Kunihide Tachibana
Department of Electronic Science and Engineering, Kyoto University
Yoshida-Honmachi, Sakyo, Kyoto 606-8501, Japan
tatibana@kuee.kyoto-u.ac.jp
Etching selectivity and its reproducibility are key issues in the etching of SiO2 over Si in ULSI processing. In various plasma sources, especially in high density sources such as ICP, ECR, etc., the controlling method of F atom density relative to CFx radical density has become an essential problem. Surface conditions of the substrate and chamber walls, however, are reflected in the gas phase reactions ineviably, so that in situ diagnostics of both gas phase species and surface bonding states are required for understanding the overall chemistry in SiO2 etching.
For the gas phase diagnostics we have developed two new techniques, i.e., VUV laser absorption spectroscopy (VUV-LAS) [1] using a tunable laser around 95.5nm region for the detection of F atoms and electron attachment mass spectrometry (EAMS) [2] for the detection of polymerized species. VUV-LAS has an advantage over previously developed methods in the determination of absolute density with higher accuracy, and EAMS is suited for detecting big clusterized molecules or radicals with less fragmentation. For the in situ surface diagnostics Fourier-transform infrared phase-modulated spectroscopic ellipsometry (FT-IR PMSE) [3] has been developed to diagnose surface bonds on Si and SiO2 substrates formed by exposing to plasmas. Chemical bonds such as -CFx, -CHxFy, -SiFx as well as Si-C and C-C have been detected successfuly by this method.

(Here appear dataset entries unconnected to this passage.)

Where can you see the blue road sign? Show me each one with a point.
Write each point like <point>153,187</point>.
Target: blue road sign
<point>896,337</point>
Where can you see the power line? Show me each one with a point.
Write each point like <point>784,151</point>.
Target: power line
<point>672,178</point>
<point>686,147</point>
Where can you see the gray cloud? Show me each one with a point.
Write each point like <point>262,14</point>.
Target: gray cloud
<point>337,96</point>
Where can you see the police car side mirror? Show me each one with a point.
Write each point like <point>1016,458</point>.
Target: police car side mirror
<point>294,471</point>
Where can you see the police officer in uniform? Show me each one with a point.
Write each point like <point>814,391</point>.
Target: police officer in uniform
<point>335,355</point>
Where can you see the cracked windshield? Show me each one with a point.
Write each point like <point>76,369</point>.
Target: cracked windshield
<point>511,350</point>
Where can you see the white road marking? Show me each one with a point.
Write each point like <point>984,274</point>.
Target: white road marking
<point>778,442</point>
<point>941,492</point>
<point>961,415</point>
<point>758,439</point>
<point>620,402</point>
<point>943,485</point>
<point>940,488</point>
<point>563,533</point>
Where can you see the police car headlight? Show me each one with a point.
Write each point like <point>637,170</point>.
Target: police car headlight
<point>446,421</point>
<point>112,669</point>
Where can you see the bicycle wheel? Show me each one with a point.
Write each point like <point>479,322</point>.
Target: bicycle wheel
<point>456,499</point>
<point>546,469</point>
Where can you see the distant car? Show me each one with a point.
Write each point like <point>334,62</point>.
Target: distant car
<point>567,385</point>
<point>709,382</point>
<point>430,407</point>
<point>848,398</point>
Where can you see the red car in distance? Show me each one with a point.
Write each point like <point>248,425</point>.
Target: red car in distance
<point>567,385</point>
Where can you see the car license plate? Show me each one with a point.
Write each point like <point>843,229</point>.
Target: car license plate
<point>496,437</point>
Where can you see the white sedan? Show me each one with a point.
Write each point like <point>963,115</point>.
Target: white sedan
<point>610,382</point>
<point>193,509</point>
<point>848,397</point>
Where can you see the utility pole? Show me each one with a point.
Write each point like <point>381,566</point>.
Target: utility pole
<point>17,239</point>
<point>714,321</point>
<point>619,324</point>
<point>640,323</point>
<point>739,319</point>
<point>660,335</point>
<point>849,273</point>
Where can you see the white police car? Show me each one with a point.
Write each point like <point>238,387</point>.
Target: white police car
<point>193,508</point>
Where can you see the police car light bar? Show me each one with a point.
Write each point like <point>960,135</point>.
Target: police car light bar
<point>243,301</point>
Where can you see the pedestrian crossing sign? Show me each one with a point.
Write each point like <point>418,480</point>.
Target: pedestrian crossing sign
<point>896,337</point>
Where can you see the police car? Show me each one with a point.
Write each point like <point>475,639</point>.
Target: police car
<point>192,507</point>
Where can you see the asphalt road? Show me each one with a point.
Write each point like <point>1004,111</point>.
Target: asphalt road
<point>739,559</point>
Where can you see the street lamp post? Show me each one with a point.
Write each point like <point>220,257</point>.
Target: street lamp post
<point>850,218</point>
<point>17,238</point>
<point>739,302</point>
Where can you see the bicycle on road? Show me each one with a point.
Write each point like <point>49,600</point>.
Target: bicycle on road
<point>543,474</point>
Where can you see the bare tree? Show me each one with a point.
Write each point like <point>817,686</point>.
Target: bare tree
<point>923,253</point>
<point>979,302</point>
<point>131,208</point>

Systematic measurements of radical densities have been carried out in various source gases such as CF4, CHF3, C2F6 and C4F8, and the effects of dilution gases such as H2 and O2 have also been investigated. For understanding the production and loss processes of those radicals, the rise and fall characteristics of the densities have been measured by pulsing the discharge. At the same time the changes in the surface chemical bonds have been monitored by FT-IR PMSE and their dependence on the discharge conditions and substrate bias conditions have been investigated.
Those data are combined together with other data obtained by laser induced fluorescence measurements of CF and CF2 radicals in the gas phase and XPS analyses of substrates, and the reaction chemistry in the etching of SiO2 will be argued for realizing better selectivity and reproducibility.
1) K. Tachibana and H. Kamisugi: to be submitted.
2) W.W. Stoffels, E. Stoffels and K. Tachibana: J. Vac. Sci. Technol. A, 16, 87 (1998).
3) G.M.W. Kroesen, H-J. Lee, H. Moriguchi, H. Motomura, T. Shirafuji and K. Tachibana: J. Vac. Sci. Technol. A, 16, 225 (1998).